Growing up in Carson City, Josten spent much of his youth at the Brewery Arts Center in after-school rehearsals and performances with the Proscenium Players and BAC-Stage Kids.
“It has a pretty amazing full-circle quality to it,” he said. “It seems right to have a book launch in that theater because it was so foundational to me. I’m looking forward to being back there.”
Josten, who graduated from Carson High School in 2006, now lives in Vancouver, Wash., with his wife and two children. He teaches drama and English to middle- and high-schoolers.
When people ask how long it took to write his first full-length novel, it’s hard to answer.
“If I say nine years, that feels somewhat misleading,” he said. “I took big chunks of time off for grad school and life events.”
But the story always remained.
“It was a story I kept retelling and have published out to the world,” he said. “But it was a story I wanted to do justice to, do it in a correct way rather than sending it out before it was done. I didn’t want to rush it.”
In his press release, Josten describes his novel as following “several characters through the gauntlet of small-town life, ultimately focusing on the broken places where we may become stronger.
“Penn Plumb enters his final year of high school, completing his final requirements and mending fractured relationships. Despite his outward success, he feels something lurking within himself.
“Over the course of the year, Penn’s understanding of his town, his girlfriend, and his family dramatically shifts when a tragic event occurs. Penn finds himself piecing his experience together one word at a time.”
So far, he’s received positive feedback from readers.
“A lot of the things I hoped readers would connect with, they’ve been connecting with,” he said.

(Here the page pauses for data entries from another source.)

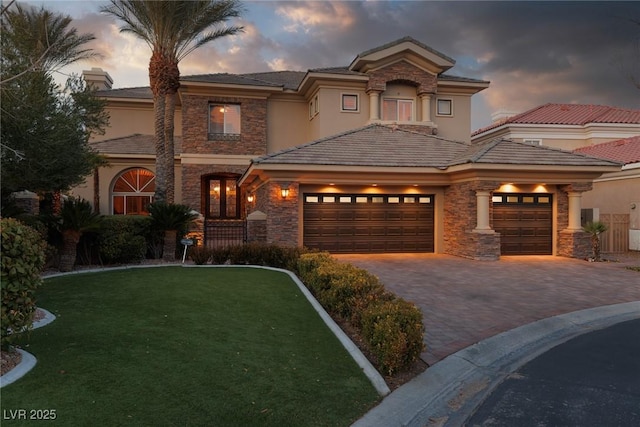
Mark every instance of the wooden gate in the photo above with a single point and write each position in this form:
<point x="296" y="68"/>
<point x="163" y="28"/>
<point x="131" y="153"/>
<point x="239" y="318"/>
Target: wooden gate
<point x="616" y="238"/>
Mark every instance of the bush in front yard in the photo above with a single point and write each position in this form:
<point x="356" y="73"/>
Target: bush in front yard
<point x="392" y="327"/>
<point x="23" y="256"/>
<point x="394" y="331"/>
<point x="122" y="238"/>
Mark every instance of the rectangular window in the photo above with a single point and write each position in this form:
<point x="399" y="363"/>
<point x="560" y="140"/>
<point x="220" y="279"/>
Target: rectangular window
<point x="445" y="107"/>
<point x="224" y="119"/>
<point x="400" y="110"/>
<point x="349" y="102"/>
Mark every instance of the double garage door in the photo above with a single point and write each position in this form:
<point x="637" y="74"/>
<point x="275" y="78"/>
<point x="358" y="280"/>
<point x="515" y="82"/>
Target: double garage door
<point x="369" y="223"/>
<point x="525" y="223"/>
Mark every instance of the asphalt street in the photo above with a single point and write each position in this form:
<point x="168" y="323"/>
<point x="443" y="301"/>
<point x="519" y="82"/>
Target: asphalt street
<point x="591" y="380"/>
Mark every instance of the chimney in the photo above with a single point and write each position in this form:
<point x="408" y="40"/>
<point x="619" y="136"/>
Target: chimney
<point x="97" y="78"/>
<point x="501" y="115"/>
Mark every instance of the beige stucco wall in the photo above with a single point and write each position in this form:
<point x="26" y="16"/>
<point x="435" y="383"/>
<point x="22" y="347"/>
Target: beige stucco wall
<point x="457" y="127"/>
<point x="108" y="176"/>
<point x="614" y="193"/>
<point x="287" y="122"/>
<point x="126" y="121"/>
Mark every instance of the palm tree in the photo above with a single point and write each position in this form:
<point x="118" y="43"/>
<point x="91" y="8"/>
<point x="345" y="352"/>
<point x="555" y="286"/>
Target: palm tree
<point x="170" y="218"/>
<point x="172" y="29"/>
<point x="76" y="217"/>
<point x="595" y="228"/>
<point x="39" y="40"/>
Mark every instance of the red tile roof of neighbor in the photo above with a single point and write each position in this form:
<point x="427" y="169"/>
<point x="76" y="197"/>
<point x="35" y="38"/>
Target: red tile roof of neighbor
<point x="622" y="150"/>
<point x="569" y="114"/>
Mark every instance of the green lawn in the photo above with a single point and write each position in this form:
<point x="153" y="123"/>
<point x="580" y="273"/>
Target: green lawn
<point x="187" y="347"/>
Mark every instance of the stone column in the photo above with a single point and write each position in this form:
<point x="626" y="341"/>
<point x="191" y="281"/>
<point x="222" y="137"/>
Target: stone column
<point x="374" y="105"/>
<point x="482" y="212"/>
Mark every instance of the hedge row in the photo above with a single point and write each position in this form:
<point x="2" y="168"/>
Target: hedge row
<point x="391" y="327"/>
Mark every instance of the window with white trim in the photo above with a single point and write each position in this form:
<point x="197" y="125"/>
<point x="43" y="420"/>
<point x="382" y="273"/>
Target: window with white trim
<point x="350" y="102"/>
<point x="444" y="107"/>
<point x="400" y="110"/>
<point x="132" y="191"/>
<point x="224" y="119"/>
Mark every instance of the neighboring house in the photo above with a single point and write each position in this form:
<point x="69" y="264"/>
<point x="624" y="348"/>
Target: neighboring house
<point x="615" y="198"/>
<point x="371" y="157"/>
<point x="564" y="126"/>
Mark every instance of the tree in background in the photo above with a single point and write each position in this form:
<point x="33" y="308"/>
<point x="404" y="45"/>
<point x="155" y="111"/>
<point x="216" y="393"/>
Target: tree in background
<point x="45" y="130"/>
<point x="172" y="29"/>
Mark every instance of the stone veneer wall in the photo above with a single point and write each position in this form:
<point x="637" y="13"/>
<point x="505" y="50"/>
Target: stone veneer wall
<point x="195" y="121"/>
<point x="282" y="214"/>
<point x="460" y="215"/>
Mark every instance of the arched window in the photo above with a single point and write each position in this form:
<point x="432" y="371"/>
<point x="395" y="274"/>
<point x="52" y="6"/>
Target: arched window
<point x="132" y="191"/>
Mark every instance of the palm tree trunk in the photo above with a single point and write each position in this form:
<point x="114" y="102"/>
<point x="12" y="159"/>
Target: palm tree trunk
<point x="70" y="239"/>
<point x="161" y="175"/>
<point x="170" y="108"/>
<point x="595" y="246"/>
<point x="169" y="248"/>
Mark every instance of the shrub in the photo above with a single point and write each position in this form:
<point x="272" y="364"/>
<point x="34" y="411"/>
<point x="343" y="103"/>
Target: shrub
<point x="391" y="327"/>
<point x="220" y="255"/>
<point x="23" y="256"/>
<point x="200" y="255"/>
<point x="394" y="331"/>
<point x="122" y="238"/>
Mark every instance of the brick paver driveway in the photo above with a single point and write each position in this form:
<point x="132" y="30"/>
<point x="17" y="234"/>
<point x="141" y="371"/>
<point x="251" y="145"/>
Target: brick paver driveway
<point x="466" y="301"/>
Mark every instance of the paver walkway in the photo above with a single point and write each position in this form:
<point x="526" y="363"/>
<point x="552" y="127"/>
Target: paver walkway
<point x="466" y="301"/>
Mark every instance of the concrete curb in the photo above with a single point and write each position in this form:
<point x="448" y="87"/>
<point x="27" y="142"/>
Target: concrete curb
<point x="447" y="393"/>
<point x="28" y="361"/>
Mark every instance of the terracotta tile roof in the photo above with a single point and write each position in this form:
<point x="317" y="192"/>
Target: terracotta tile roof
<point x="569" y="114"/>
<point x="384" y="146"/>
<point x="135" y="144"/>
<point x="622" y="150"/>
<point x="508" y="152"/>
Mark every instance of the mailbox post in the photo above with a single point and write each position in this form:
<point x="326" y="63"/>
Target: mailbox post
<point x="186" y="243"/>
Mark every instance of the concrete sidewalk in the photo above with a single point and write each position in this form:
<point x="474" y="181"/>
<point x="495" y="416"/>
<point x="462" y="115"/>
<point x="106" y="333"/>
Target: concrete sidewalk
<point x="449" y="392"/>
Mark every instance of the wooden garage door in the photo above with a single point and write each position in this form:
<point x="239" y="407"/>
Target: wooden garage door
<point x="363" y="223"/>
<point x="524" y="222"/>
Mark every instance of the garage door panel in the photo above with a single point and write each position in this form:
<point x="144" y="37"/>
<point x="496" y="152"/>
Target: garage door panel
<point x="525" y="224"/>
<point x="382" y="224"/>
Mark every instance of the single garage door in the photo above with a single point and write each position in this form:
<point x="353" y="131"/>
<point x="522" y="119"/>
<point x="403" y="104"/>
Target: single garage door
<point x="364" y="223"/>
<point x="524" y="222"/>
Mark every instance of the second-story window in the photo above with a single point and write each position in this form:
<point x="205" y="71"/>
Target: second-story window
<point x="224" y="119"/>
<point x="400" y="110"/>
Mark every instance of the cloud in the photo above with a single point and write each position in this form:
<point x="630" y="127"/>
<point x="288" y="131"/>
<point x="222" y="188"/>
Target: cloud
<point x="532" y="52"/>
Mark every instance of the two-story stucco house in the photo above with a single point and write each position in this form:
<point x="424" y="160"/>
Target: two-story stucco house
<point x="374" y="156"/>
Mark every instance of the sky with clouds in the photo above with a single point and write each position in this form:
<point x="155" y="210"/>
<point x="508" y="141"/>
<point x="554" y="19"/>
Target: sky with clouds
<point x="531" y="52"/>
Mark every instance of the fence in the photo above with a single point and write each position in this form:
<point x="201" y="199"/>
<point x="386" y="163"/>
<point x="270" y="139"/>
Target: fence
<point x="616" y="238"/>
<point x="218" y="234"/>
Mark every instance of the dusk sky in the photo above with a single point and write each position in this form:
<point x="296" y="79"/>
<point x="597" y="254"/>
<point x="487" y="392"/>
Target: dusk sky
<point x="531" y="52"/>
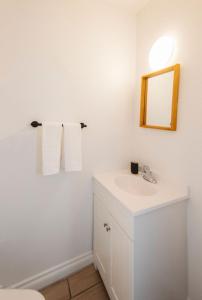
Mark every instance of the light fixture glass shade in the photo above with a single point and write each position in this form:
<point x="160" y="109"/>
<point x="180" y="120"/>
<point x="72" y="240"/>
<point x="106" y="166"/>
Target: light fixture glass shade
<point x="161" y="52"/>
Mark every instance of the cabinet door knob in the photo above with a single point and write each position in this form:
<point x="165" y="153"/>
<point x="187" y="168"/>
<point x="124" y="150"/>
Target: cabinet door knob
<point x="108" y="228"/>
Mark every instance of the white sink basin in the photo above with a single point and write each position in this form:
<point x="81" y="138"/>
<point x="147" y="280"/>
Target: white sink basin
<point x="135" y="185"/>
<point x="136" y="194"/>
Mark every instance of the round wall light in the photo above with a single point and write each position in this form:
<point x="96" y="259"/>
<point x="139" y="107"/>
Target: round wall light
<point x="161" y="52"/>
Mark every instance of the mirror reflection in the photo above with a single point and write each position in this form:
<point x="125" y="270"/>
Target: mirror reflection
<point x="159" y="99"/>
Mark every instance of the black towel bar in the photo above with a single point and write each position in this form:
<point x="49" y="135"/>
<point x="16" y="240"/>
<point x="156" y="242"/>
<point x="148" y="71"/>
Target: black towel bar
<point x="36" y="124"/>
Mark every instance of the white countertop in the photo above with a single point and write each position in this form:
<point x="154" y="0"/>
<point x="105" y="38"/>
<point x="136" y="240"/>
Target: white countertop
<point x="166" y="194"/>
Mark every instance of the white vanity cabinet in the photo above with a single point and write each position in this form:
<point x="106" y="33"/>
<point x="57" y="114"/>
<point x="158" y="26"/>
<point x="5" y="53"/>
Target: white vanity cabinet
<point x="113" y="252"/>
<point x="139" y="256"/>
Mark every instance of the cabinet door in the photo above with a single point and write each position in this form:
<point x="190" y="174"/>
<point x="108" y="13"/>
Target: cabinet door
<point x="101" y="239"/>
<point x="121" y="263"/>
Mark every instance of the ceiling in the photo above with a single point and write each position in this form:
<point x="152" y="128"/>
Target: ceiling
<point x="133" y="4"/>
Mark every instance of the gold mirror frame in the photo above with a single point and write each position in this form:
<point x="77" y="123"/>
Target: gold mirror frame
<point x="144" y="93"/>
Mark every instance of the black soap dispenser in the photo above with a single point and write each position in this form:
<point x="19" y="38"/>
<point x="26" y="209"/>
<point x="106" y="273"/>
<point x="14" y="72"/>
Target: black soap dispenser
<point x="134" y="167"/>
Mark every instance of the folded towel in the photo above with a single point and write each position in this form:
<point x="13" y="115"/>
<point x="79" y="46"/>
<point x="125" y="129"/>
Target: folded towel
<point x="72" y="154"/>
<point x="51" y="147"/>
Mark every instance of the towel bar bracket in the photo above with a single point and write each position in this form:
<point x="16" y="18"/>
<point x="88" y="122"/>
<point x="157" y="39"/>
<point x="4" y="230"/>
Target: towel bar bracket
<point x="36" y="124"/>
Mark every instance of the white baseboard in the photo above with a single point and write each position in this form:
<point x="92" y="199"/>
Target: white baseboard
<point x="55" y="273"/>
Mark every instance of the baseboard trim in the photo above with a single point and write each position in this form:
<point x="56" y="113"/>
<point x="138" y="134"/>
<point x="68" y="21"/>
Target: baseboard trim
<point x="55" y="273"/>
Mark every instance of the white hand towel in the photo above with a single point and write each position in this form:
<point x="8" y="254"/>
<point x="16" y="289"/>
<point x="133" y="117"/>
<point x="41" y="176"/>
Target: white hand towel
<point x="51" y="147"/>
<point x="72" y="154"/>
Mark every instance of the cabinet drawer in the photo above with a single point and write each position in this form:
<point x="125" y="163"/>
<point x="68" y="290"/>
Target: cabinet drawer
<point x="115" y="208"/>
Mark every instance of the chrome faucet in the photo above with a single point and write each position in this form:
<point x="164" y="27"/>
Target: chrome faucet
<point x="147" y="174"/>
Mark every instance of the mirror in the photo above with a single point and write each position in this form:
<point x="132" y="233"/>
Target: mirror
<point x="159" y="99"/>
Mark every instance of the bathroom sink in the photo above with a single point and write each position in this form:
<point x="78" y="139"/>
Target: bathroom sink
<point x="135" y="185"/>
<point x="135" y="193"/>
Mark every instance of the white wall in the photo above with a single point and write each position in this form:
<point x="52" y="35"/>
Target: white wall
<point x="59" y="60"/>
<point x="177" y="155"/>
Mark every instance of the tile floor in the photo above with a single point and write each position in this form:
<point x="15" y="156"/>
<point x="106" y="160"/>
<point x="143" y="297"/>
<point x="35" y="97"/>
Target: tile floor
<point x="84" y="285"/>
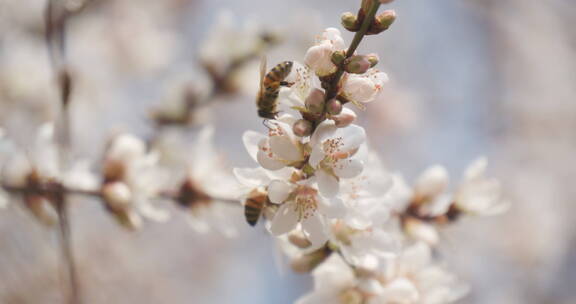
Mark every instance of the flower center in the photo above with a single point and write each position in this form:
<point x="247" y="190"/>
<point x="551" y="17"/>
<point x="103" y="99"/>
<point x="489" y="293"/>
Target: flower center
<point x="305" y="203"/>
<point x="351" y="296"/>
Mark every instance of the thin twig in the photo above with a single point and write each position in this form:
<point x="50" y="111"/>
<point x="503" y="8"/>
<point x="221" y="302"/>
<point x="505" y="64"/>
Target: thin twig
<point x="332" y="85"/>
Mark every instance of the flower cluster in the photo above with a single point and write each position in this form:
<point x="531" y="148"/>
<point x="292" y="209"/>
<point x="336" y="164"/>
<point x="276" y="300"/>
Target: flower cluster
<point x="366" y="236"/>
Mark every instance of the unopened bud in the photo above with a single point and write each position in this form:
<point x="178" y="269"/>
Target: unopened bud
<point x="357" y="64"/>
<point x="315" y="101"/>
<point x="382" y="22"/>
<point x="373" y="59"/>
<point x="344" y="119"/>
<point x="338" y="57"/>
<point x="350" y="22"/>
<point x="334" y="107"/>
<point x="302" y="128"/>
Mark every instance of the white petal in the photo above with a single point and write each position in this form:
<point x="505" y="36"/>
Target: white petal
<point x="268" y="163"/>
<point x="285" y="148"/>
<point x="325" y="130"/>
<point x="327" y="184"/>
<point x="432" y="182"/>
<point x="333" y="274"/>
<point x="318" y="297"/>
<point x="315" y="230"/>
<point x="278" y="191"/>
<point x="251" y="140"/>
<point x="353" y="136"/>
<point x="334" y="208"/>
<point x="285" y="220"/>
<point x="251" y="177"/>
<point x="400" y="290"/>
<point x="316" y="156"/>
<point x="266" y="158"/>
<point x="348" y="168"/>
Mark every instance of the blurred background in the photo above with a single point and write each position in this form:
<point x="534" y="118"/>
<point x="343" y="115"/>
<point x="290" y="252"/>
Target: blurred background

It’s different when he writes or directs a play, which he started doing at the Wildhorse Children’s Theater, co-founded by his parents Dave and Pat Josten along with Jeffery and Carol Scott.
“With a play, the audience is right there,” he said. “You can listen to their laughter. You can see if they lean in, if the audience is into it. With the novel, it’s sent out then we wait to see the public’s reaction.”
The event will be 4-6 p.m. Wednesday at the Brewery Arts Center’s Expresso Yourself Cafe, 449 W. King St.
“It’s a time to connect with people and see them again, have that homecoming in a sense,” he said. “I’m looking forward to that aspect for sure.”
The book is available for purchase on Amazon in both paperback and Kindle editions.
When people ask Josten, 31, what project is next, he replies, “I’m going to enjoy this one for now.”